Taneri Suphi, Arba-Mosquera Samuel, Rost Anika, Dick H Burkhard
J Refract Surg. 2020 Oct 1;36(10):667-676. doi: 10.3928/1081597X-20200720-03.
To characterize the impact of different ablation parameters on the change in peak corneal temperature during corneal excimer laser ablation.
Forty-two ablations were performed (21 on polymethylmethacrylate [PMMA] and 21 on porcine eyes) simulating photorefractive keratectomy (PRK), transepithelial PRK, and laser in situ keratomileusis (LASIK) treatments. Each ablation was recorded using infrared thermography. The change in peak corneal temperature was analyzed with respect to varying ablation parameters.
Excellent correlation between the temperature rise in PMMA and porcine eyes was found. The change in peak corneal temperature was significantly higher in myopic than in hyperopic corrections, ranging from 6 °C for hyperopic corrections to 16 °C for a -18.00 diopters (D) correction. The change decreased with larger optical zones. Of all analyzed metrics, the refractive correction together with the maximum slope of the treatment showed the best coefficient of determination. Transepithelial ablations led to a higher change in peak corneal temperature than pure stromal ablations. Isothermal lines as a function of the refractive correction and optical zone diameter were calculated with a hypersurface model. If keeping the change in peak corneal temperature below 8 °C is the limit, only 3.00 to 4.00 D can be treated (6.5 mm or larger optical zone); for 10 °C, a maximum of 7.00 D (7 mm or larger optical zone) can be treated and for 12 °C, 10.00 D can be treated (6 mm or larger optical zone).
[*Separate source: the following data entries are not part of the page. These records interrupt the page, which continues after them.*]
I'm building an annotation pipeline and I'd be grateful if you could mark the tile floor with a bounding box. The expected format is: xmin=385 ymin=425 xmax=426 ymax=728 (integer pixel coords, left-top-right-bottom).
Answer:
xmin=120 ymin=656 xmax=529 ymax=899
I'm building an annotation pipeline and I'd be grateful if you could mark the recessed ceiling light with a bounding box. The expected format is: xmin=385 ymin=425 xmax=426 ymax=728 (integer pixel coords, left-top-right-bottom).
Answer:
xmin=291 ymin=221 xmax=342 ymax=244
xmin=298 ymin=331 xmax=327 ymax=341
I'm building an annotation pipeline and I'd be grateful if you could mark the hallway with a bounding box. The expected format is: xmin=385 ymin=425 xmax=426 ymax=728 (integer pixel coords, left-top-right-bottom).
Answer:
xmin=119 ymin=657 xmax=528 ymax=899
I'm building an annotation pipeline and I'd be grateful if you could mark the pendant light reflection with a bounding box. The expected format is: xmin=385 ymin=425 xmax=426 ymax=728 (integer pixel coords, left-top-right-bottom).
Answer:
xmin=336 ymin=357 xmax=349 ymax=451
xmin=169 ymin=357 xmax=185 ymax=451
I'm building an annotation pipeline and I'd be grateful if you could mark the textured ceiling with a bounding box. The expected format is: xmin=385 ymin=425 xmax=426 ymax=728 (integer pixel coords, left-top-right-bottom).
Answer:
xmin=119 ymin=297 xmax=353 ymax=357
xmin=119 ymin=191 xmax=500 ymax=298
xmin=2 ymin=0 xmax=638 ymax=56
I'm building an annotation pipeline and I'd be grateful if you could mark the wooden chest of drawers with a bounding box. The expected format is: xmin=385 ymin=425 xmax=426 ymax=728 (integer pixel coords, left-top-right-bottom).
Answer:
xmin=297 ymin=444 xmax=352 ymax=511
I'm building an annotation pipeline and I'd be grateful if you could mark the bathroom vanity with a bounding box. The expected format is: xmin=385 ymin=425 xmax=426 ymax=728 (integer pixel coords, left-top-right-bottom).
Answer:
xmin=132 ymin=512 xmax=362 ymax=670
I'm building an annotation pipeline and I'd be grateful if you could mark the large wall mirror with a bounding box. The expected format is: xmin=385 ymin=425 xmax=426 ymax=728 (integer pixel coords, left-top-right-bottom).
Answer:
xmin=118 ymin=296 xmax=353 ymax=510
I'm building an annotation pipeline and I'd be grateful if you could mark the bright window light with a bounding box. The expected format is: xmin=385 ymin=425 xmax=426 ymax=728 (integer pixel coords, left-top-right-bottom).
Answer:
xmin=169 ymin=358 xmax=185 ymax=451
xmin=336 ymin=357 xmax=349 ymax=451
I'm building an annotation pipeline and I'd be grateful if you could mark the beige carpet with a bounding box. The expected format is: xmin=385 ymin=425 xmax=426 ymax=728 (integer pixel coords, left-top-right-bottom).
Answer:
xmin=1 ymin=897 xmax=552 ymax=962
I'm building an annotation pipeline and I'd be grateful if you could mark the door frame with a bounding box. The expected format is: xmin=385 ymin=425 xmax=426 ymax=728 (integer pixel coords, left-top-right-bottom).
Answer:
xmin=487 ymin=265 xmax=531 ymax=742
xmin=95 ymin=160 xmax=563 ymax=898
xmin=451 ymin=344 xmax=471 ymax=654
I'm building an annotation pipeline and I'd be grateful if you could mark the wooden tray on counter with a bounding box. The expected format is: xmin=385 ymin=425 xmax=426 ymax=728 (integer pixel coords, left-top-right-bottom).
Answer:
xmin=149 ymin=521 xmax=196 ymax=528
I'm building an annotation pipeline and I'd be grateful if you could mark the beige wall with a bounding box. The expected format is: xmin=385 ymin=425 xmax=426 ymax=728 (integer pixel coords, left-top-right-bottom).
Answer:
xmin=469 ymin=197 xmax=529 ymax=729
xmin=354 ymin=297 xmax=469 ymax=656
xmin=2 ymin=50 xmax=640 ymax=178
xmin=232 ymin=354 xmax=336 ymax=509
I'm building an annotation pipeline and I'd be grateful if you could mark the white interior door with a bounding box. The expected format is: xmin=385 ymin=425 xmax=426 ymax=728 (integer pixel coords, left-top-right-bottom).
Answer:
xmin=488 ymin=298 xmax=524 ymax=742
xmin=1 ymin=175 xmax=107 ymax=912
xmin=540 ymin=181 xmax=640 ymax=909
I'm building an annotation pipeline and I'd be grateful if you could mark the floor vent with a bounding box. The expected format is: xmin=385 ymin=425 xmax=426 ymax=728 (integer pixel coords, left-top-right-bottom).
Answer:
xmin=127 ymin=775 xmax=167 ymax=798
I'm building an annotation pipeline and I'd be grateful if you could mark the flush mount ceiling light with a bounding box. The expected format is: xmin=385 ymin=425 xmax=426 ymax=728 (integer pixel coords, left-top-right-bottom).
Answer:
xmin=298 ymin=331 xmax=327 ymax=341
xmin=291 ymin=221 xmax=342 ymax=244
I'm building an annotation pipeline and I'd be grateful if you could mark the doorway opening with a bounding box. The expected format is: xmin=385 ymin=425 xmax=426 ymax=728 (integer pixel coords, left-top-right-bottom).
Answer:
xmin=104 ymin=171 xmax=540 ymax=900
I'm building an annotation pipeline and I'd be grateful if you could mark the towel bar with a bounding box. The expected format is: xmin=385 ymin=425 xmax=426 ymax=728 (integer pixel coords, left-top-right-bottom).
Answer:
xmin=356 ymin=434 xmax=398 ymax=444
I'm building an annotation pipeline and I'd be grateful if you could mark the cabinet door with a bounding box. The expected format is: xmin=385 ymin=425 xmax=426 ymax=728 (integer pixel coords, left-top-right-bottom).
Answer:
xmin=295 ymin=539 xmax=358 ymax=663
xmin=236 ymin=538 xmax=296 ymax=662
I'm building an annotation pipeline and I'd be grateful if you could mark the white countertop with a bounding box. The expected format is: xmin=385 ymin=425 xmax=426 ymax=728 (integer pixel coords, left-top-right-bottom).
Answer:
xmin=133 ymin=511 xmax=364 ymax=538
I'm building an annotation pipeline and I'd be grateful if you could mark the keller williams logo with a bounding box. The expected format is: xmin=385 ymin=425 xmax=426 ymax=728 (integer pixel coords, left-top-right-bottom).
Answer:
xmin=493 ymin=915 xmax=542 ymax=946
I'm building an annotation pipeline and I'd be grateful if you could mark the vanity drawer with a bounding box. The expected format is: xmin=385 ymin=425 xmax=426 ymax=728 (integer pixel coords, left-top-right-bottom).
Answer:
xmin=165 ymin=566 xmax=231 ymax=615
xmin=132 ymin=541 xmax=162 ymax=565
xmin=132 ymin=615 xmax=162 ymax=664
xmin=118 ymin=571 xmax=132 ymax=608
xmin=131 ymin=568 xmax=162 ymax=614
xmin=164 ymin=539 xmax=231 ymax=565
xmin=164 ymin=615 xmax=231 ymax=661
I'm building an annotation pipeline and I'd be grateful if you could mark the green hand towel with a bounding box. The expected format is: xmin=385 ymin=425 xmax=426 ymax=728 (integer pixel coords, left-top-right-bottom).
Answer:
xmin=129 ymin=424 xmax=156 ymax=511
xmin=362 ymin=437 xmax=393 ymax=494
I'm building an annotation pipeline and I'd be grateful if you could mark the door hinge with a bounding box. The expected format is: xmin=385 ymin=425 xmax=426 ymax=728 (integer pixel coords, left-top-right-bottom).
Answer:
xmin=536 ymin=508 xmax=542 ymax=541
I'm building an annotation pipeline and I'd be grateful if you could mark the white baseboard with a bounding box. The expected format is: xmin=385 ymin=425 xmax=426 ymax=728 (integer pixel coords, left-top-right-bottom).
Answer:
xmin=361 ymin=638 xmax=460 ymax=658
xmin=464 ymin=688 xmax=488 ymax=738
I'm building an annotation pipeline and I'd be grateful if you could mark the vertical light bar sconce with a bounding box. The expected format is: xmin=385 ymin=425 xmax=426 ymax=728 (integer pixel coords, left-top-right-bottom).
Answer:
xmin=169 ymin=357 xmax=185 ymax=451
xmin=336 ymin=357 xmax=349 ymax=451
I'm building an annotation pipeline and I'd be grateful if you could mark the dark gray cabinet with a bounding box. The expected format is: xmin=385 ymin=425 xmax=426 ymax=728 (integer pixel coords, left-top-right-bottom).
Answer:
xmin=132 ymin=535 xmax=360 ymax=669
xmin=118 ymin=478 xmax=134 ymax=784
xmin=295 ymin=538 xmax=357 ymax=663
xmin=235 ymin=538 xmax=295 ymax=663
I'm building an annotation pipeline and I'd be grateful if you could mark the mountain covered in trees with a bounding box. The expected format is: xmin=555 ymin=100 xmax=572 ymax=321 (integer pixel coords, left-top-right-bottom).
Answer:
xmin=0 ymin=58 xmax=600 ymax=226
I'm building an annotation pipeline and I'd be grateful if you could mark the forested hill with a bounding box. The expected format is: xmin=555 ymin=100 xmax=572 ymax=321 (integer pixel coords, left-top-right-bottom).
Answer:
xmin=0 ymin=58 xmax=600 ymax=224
The effect of different parameters on change in peak corneal temperature during corneal laser ablation could be quantitatively evaluated. Cooling the cornea may aid in avoiding thermal denaturation. This is particularly important for transepithelial ablations, which further increase the thermal load due to the extra ablation of the epithelium. [J Refract Surg. 2020;36(10):667-676.].
探讨不同消融参数对角膜准分子激光消融过程中角膜峰值温度变化的影响。
进行了42次消融(21次在聚甲基丙烯酸甲酯[PMMA]上,21次在猪眼上),模拟准分子原位角膜磨镶术(PRK)、经上皮PRK和准分子激光原位角膜磨镶术(LASIK)治疗。每次消融均使用红外热成像记录。分析了不同消融参数下角膜峰值温度的变化。
发现PMMA和猪眼中温度升高之间具有良好的相关性。近视矫正时角膜峰值温度的变化明显高于远视矫正,远视矫正时为6℃,-18.00屈光度(D)矫正时为16℃。随着光学区增大,变化减小。在所有分析指标中,屈光矫正与治疗的最大斜率显示出最佳的决定系数。经上皮消融导致角膜峰值温度的变化高于单纯基质消融。用超曲面模型计算了作为屈光矫正和光学区直径函数的等温线。如果将角膜峰值温度变化保持在8℃以下为极限,则只能治疗3.00至4.00 D(光学区6.5 mm或更大);对于10℃,最多可治疗7.00 D(光学区7 mm或更大),对于12℃,可治疗10.00 D(光学区6 mm或更大)。
可以定量评估不同参数对角膜激光消融过程中角膜峰值温度变化的影响。冷却角膜可能有助于避免热变性。这对于经上皮消融尤为重要,因为上皮的额外消融会进一步增加热负荷。[《屈光手术杂志》。2020;36(10):667 - 676。]